The gold epaulets glittered like insults under the electric lights.
General Alexei Brusilov stood at the head of the Politburo table. He wore his Imperial uniform. It was moth-eaten and smelled of damp wool, but the double-headed eagles on his shoulders were polished to a shine.
Around the table, the Old Bolsheviks were vibrating with rage.
Bukharin slammed his fist on the wood.
"This is madness!" Bukharin shouted. "That man ordered the hanging of workers in 1916! He is a butcher!"
"He is a general," Jake said calmly. He didn't look up from his file. "And we are running out of butchers."
"He belongs in front of a firing squad!" Zinoviev spat from the other end of the table. "Not in the Kremlin! You are spitting on Lenin's grave, Koba!"
Jake slowly raised his eyes. The room went silent.
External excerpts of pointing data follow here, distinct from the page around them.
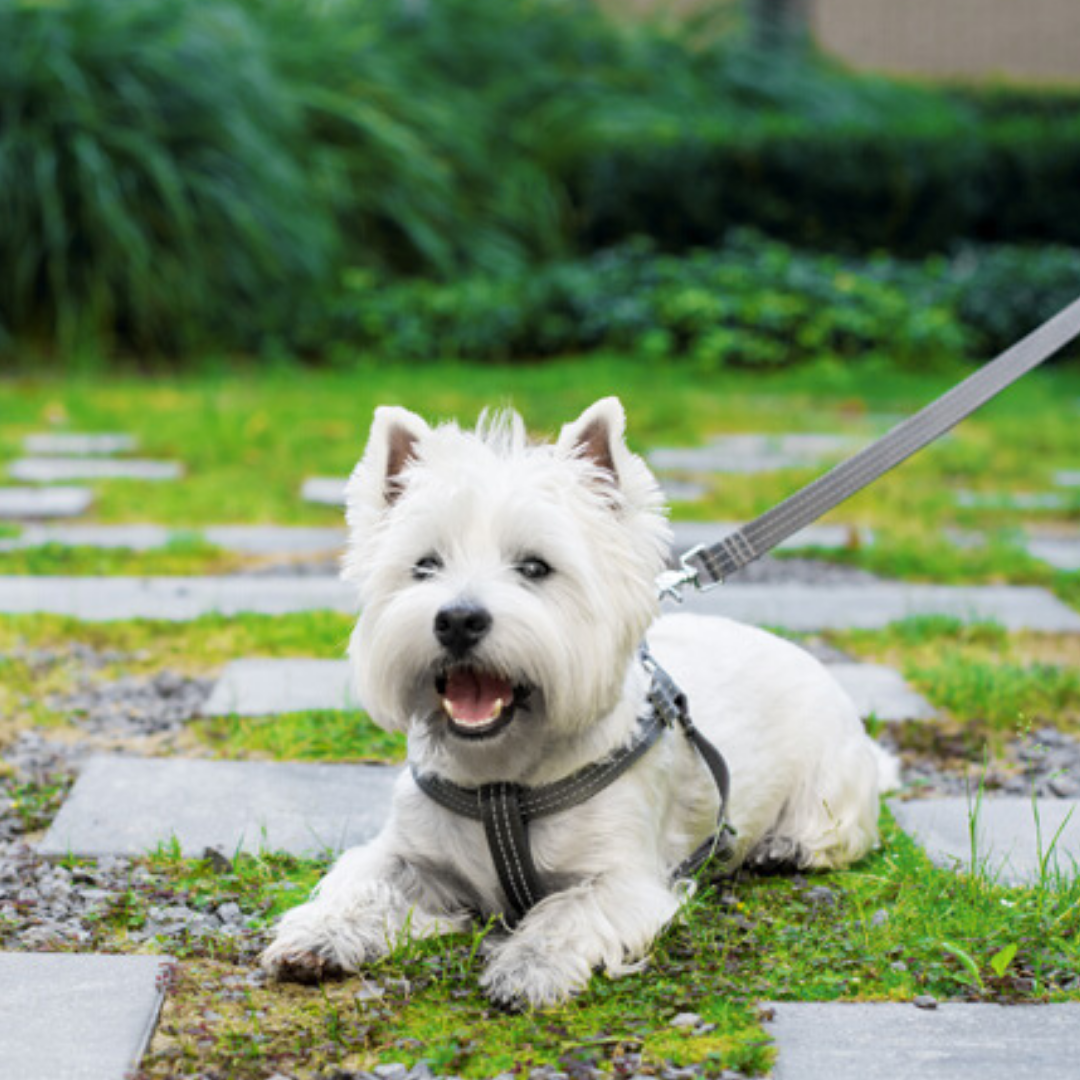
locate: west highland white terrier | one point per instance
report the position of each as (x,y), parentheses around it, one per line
(505,590)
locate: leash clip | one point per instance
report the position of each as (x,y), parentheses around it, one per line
(671,582)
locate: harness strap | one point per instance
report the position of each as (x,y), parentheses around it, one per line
(548,798)
(509,842)
(667,697)
(504,809)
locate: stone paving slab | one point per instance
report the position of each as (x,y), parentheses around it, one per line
(326,490)
(30,503)
(881,691)
(1013,500)
(794,607)
(691,534)
(129,806)
(1060,552)
(683,490)
(955,1041)
(243,539)
(103,599)
(77,1017)
(753,453)
(1008,835)
(49,470)
(268,687)
(874,606)
(79,445)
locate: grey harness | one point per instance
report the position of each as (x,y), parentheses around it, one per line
(505,809)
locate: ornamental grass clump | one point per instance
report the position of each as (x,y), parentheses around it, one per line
(151,165)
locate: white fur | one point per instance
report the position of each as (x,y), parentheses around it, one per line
(805,775)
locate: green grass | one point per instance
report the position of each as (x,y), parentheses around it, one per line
(192,647)
(312,736)
(994,683)
(248,442)
(180,556)
(889,929)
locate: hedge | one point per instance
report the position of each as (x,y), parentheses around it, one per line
(913,187)
(753,302)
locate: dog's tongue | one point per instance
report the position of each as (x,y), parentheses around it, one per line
(475,697)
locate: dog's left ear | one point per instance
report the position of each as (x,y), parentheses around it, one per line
(597,437)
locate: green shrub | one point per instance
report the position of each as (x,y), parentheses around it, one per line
(755,302)
(915,185)
(1006,292)
(151,177)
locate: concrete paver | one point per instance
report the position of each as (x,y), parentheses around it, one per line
(34,503)
(955,1041)
(129,806)
(77,1017)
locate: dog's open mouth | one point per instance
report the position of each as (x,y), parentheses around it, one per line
(476,703)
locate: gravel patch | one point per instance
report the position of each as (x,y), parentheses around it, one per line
(136,706)
(1047,763)
(44,906)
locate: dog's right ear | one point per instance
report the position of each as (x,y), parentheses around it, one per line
(391,448)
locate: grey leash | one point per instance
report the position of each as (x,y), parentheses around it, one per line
(707,566)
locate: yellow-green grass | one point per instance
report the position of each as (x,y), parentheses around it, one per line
(248,439)
(889,929)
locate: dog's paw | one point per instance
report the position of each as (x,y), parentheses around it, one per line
(525,974)
(297,966)
(314,942)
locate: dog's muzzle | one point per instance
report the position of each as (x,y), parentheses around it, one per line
(477,703)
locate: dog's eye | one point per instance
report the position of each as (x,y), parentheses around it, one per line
(428,567)
(532,569)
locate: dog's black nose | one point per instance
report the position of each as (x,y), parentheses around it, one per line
(461,626)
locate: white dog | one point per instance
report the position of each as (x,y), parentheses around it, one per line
(505,591)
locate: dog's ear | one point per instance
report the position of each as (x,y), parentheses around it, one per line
(391,447)
(597,437)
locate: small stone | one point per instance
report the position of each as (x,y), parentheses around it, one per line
(394,1070)
(685,1020)
(219,863)
(230,913)
(1064,787)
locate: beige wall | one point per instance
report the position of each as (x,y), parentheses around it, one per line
(1025,40)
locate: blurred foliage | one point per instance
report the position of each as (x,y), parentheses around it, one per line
(914,185)
(185,173)
(149,172)
(753,302)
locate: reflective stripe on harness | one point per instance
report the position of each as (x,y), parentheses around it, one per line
(505,809)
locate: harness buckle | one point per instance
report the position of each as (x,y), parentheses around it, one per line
(671,582)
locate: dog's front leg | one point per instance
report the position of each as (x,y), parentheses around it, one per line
(368,902)
(607,922)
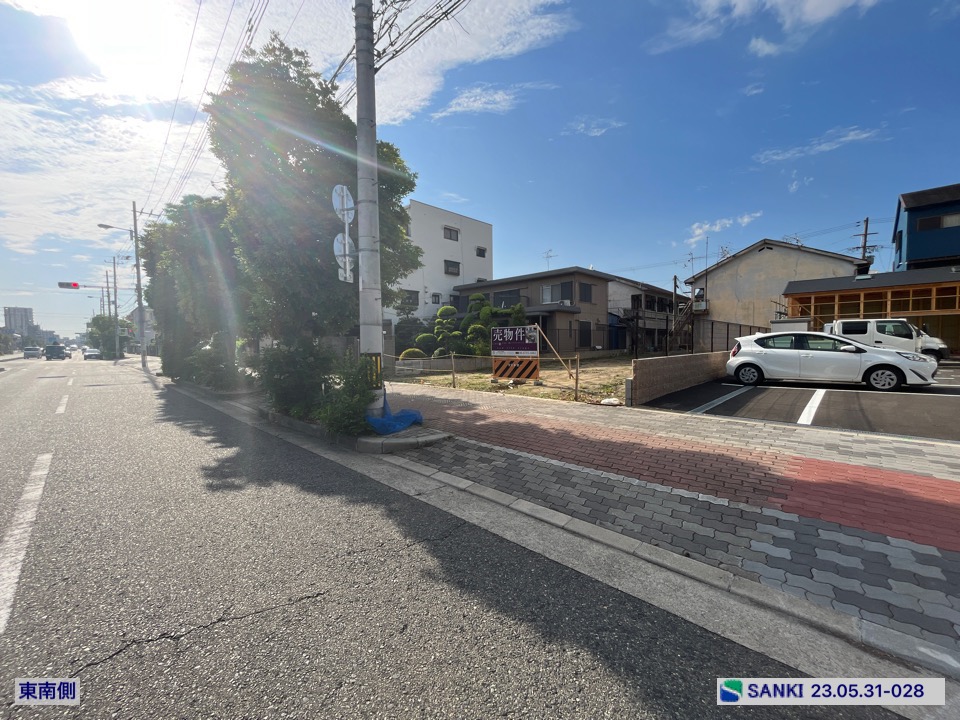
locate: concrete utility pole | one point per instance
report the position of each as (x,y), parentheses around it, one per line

"Lenin is dead," Jake said. The words were heavy, final. "And if we do not learn how to fight a modern war within six months, we will join him."
He gestured to Brusilov.
"Speak, General."
Brusilov didn't flinch. He looked at the communist leaders with the disdain of a man who had commanded millions while they were printing pamphlets in Swiss cafes.
"Your Red Army is a mob," Brusilov rasped. His voice was like grinding stones. "You have spirit. You have ideology. But you have no logistics."
He pointed a bony finger at the map on the wall.
"You are moving troops to the Polish border by horse. The Germans are moving by rail. By the time your cavalry arrives, they will be shredded meat."
"We defeated the Whites!" Voroshilov argued, his face red.
"You defeated a corpse," Brusilov corrected. "The Empire was already dead. The Germans are alive. And they are hungry."
The General turned to Jake.
"If you want to hold the line, you need to nationalize the rail schedules. Total mobilization. Civil traffic stops. Only soldiers and steel move."
"That will starve the cities," Bukharin gasped. "The grain shipments..."
"Let them be hungry," Brusilov said. "Better hungry than German."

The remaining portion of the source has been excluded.